Inequality in the UK is covered in a CEP short film (2014), which focuses on the UK over the last 50 years.
Pay at the top
Brian Bell and John Van Reenen have been studying the top of the wage distribution in the UK. They document the remarkable rise in the share of aggregate pay going to those at the very top of the distribution over the last decade in the UK and highlight the role of the financial sector. Rising bonuses paid to bankers accounted for around two-thirds of the increase in the national wage bill ('earnings pie') taken by the top one percent of workers since 1999. Surprisingly, even after the crisis bankers took at least as large a share of the earnings pie in 2011 as they did at the peak of the boom in 2007 and saw no worsening in their employment outcomes relative to other similar workers.
Giulia Faggio, Kjell Salvanes and John Van Reenen (2010) consider whether the growth in individual inequality of wages is closely linked to firm inequalities of productivity and size. Using longitudinal panel dataset from the UK, covering the manufacturing and non-manufacturing sectors since the early 1980s they find evidence that productivity inequality has increased and that most of the increase in individual wage inequality has occurred because of an increase in inequality between firms (and within industries).. Increased productivity dispersion appears to be linked with new technologies.
The phenomenon of 'job polarisation' is increasing inequality as the labour market splits into high- and low-wage work. The basic mechanism is that machines and software programs have replaced employees in many routine jobs in the middle of the income distribution. Alan Manning, who coined the term 'job polarisation' over ten years ago to describe this, has built up a body of work on the topic.
Lousy and lovely jobs
The initial research by Maarten Goos and Alan Manning (2003) found that the pattern of employment changes in Britain over the period 1975 to 1999 was consistent with job polarisation. They found that technology led to rising relative demand in well-paid skilled jobs (that typically require non-routine cognitive skills) and in low-paid least skilled jobs (that typically require non-routine manual skills) and falling relative demand in the 'middling' jobs that have typically required routine manual and cognitive skills.
In related work, Guy Michaels, Ashwini Natraj and John Van Reenen (2014) use data from the US, Japan, and nine European countries from 1980 to 2004 to test the hypothesis that information and communication technologies polarise labour markets by increasing demand for the highly educated at the expense of the middle educated, with little effect on low-educated workers. They find that industries with faster ICT growth shifted demand from middle-educated workers to highly educated workers, consistent with ICT-based polarization.
In a European context, a paper by Maarten Goos, Alan Manning and Anna Salomons (2010) considers 16 European countries, and quantifies the roles of technology, globalisation (off-shoring) and wage institutions in explaining job polarisation.

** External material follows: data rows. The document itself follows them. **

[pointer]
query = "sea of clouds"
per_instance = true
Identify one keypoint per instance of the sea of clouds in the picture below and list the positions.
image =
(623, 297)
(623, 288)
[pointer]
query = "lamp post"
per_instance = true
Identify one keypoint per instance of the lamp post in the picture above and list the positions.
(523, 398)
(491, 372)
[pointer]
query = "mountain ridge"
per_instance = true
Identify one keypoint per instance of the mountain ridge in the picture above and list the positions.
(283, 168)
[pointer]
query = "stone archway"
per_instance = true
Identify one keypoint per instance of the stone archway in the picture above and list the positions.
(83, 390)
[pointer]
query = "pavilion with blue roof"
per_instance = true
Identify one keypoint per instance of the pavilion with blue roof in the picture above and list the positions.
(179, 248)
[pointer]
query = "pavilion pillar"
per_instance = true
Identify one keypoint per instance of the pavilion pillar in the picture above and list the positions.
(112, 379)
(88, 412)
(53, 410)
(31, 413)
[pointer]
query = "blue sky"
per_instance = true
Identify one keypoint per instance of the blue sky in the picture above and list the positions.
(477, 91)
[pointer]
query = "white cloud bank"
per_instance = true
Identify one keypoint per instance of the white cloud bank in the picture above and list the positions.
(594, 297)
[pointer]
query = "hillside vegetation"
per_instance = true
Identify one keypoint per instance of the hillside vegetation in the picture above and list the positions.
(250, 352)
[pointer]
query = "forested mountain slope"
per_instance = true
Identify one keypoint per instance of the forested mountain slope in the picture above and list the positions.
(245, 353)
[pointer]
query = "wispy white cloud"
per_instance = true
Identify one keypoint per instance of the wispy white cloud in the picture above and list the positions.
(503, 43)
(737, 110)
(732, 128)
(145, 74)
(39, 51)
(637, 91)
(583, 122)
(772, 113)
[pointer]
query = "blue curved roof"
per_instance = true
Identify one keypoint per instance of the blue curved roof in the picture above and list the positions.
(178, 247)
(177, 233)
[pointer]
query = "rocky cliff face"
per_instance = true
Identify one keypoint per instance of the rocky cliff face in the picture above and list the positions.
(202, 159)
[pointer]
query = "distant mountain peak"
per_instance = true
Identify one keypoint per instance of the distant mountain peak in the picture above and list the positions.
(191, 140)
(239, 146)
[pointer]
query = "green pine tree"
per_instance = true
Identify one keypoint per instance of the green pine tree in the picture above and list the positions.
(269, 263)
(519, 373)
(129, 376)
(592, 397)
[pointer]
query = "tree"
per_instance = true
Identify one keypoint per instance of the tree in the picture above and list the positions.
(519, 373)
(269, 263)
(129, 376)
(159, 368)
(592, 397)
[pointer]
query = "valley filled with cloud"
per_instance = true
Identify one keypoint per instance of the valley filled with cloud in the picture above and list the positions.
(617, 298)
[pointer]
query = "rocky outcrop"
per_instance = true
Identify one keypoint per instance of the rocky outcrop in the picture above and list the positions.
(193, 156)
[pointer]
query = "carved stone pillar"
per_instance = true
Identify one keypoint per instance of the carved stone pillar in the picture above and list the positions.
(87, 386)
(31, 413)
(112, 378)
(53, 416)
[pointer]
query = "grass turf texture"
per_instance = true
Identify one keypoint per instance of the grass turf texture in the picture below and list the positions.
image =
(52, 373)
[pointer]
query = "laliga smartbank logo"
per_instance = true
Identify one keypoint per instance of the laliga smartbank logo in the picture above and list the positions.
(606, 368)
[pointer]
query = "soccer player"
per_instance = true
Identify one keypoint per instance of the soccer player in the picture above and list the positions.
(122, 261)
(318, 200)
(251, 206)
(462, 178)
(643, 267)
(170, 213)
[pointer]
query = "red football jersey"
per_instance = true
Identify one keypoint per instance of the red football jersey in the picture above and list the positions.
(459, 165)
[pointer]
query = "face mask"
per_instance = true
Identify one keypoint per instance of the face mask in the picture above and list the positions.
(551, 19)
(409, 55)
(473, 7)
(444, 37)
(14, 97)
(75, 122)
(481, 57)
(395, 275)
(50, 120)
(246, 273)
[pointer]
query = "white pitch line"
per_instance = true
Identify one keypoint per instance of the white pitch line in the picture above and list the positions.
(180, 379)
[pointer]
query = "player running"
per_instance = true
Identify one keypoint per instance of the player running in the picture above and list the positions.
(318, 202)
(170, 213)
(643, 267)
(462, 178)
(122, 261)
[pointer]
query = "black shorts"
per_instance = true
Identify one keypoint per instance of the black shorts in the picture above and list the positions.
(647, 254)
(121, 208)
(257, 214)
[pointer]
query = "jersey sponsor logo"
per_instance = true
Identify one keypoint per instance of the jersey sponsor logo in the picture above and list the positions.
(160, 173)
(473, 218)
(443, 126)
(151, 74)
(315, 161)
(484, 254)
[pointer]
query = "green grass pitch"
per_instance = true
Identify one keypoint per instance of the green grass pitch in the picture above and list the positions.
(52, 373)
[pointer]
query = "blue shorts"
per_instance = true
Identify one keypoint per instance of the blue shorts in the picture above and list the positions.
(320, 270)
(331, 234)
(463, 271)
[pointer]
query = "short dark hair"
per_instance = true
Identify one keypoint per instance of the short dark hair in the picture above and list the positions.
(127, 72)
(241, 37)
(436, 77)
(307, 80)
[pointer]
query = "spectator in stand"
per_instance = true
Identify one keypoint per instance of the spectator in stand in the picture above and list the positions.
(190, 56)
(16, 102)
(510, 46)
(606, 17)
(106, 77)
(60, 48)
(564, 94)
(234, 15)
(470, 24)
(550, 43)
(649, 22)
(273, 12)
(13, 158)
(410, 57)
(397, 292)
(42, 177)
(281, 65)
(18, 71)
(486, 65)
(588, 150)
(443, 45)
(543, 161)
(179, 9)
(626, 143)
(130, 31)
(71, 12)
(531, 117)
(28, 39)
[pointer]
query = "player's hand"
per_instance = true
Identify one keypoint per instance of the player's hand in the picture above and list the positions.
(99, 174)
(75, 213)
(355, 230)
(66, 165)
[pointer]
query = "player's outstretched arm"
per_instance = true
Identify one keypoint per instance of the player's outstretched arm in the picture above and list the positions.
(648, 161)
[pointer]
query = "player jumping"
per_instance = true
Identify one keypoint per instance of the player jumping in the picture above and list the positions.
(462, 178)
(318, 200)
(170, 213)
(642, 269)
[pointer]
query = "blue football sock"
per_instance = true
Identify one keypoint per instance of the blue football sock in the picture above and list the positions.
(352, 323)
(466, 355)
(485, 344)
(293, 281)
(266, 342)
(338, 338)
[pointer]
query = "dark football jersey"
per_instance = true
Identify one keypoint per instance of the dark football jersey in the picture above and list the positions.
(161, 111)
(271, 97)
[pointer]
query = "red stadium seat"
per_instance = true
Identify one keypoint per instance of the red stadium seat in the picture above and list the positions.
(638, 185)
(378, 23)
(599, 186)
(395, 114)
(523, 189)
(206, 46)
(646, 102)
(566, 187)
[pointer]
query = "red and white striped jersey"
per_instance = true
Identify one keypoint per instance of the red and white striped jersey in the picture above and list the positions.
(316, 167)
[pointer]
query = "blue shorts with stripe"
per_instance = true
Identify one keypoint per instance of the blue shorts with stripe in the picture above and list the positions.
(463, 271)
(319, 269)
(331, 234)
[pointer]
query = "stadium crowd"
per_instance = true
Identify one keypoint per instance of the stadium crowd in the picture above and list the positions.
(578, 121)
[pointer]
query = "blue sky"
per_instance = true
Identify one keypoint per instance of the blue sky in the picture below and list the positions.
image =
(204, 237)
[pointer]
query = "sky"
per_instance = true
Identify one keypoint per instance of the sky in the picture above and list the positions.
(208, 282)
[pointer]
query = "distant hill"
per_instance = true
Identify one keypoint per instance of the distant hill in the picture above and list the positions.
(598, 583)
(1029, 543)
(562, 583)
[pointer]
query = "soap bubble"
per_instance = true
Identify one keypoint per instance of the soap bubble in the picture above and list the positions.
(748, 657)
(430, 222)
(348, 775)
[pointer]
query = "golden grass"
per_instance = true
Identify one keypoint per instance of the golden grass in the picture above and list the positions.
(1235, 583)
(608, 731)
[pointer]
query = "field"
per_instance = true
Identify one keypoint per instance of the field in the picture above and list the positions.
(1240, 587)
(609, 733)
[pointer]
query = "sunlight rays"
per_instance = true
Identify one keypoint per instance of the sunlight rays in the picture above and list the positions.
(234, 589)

Again the application of technology to jobs is the most important explanatory factor.
Michael Boehm (2013) looks at the US context, finding that job polarisation has had strong effects on US workers' relative wages. His study examines whether the decline in manufacturing and clerical jobs has been responsible for the lagging wages of middle-skill workers in the United States. Comparing the occupational choices and earnings of survey respondents in the 1980s and today, he shows that labour market returns to middle-skill jobs have declined relative to high- and low-skill jobs.